Suzanne
Rindell’s The Other Typist, the
author’s debut novel, is a highly atmospheric book set in New York City in the
midst of the Roaring Twenties. As seen
through the eyes of Rose Baker, the book’s narrator, however, nothing much is
really happening. Certainly, for Rose, a
young police stenographer who was raised by nuns in an orphanage, this is
pretty much the case.
Rose
sees herself as somewhat of a groundbreaker when it comes to women in the
workplace. As one of the few women
working so directly with the NYPD, she takes pride in her ability to stomach even
the goriest details contained in the confessions she transcribes for the
official record each day. But at the end of the workday, she is content to haul
herself back to her boardinghouse, where she shares a room with a rather
unlikable young woman, for dinner and another evening of reading. Rose Baker is a sober, responsible young
woman vey much formed by her childhood.
Everything,
though, changes the day that Odalie, a beautiful and charismatic young typist,
joins the office pool. Be it for
entirely different reasons, Rose is as taken with the new girl as are any of
the men in the department, and she almost immediately begins plotting subtle
ways to gain Odalie’s attention – and, ultimately, her friendship.
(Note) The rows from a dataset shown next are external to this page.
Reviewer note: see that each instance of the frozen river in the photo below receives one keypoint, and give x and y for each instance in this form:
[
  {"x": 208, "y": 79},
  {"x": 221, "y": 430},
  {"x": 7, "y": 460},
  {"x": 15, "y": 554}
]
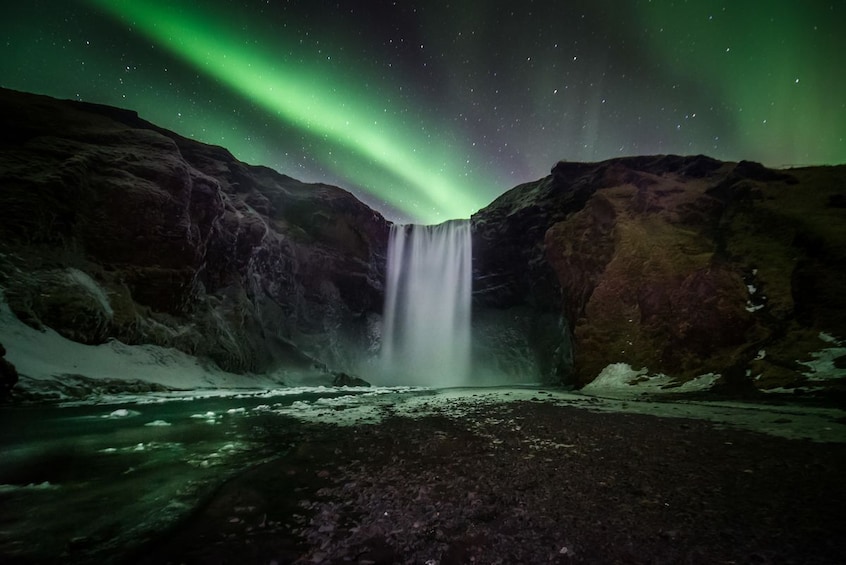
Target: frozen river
[{"x": 89, "y": 481}]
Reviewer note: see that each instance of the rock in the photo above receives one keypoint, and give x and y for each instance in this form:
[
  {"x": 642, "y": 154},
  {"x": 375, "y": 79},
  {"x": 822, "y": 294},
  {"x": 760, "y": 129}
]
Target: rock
[
  {"x": 8, "y": 375},
  {"x": 343, "y": 379},
  {"x": 111, "y": 227},
  {"x": 681, "y": 265}
]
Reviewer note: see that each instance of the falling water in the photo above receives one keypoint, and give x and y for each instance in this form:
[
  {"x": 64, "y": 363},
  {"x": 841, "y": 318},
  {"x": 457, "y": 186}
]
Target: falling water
[{"x": 426, "y": 333}]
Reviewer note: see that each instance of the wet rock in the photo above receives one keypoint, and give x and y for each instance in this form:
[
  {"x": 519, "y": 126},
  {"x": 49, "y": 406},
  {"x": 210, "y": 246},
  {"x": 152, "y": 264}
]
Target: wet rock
[
  {"x": 111, "y": 227},
  {"x": 343, "y": 379},
  {"x": 681, "y": 265},
  {"x": 8, "y": 375}
]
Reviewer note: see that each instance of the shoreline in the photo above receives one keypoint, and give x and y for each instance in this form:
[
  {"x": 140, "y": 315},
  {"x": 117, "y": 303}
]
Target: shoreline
[{"x": 526, "y": 482}]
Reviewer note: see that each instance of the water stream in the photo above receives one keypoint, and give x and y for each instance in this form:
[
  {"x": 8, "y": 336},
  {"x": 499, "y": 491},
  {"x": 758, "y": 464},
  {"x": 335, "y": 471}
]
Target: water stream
[{"x": 426, "y": 335}]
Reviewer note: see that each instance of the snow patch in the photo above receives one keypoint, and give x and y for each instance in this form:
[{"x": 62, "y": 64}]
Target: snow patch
[
  {"x": 46, "y": 485},
  {"x": 121, "y": 413},
  {"x": 26, "y": 347},
  {"x": 621, "y": 379}
]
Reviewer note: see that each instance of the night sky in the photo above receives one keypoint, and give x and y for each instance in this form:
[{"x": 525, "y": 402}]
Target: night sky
[{"x": 428, "y": 110}]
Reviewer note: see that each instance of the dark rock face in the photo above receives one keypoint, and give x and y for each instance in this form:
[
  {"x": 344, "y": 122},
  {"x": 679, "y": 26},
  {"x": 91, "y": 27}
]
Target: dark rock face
[
  {"x": 8, "y": 375},
  {"x": 113, "y": 227},
  {"x": 683, "y": 265}
]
As the story progresses, and Rose, Rindell’s narrator, reveals more about herself, what she
is able to learn about Odalie’s past, and the unusual nature of their evolving
friendship, it seems more and more likely that none of this can end well. Now it becomes more a question of how badly
damaged Rose will be by the process of reaching that end.
Suzanne Rindell |
But
it is precisely at this point that The
Other Typist becomes something other than what the reader has come to
expect. Rindell shows us that she has more than one pitch in her arsenal. She, as it turns out, also has a pretty
decent changeup, and she saves it for exactly the moment she has her readers expecting
just another fastball.
Bottom
Line: This one, although it begins rather slowly, soon enough becomes enough of
a mystery to keep readers turning the page.
Rindell’s writing is likely to remind readers of some of the genre’s
masters – but this might be seen as a bit of a negative when the book’s ending
leaves the reader with at least a sense of déjà vu.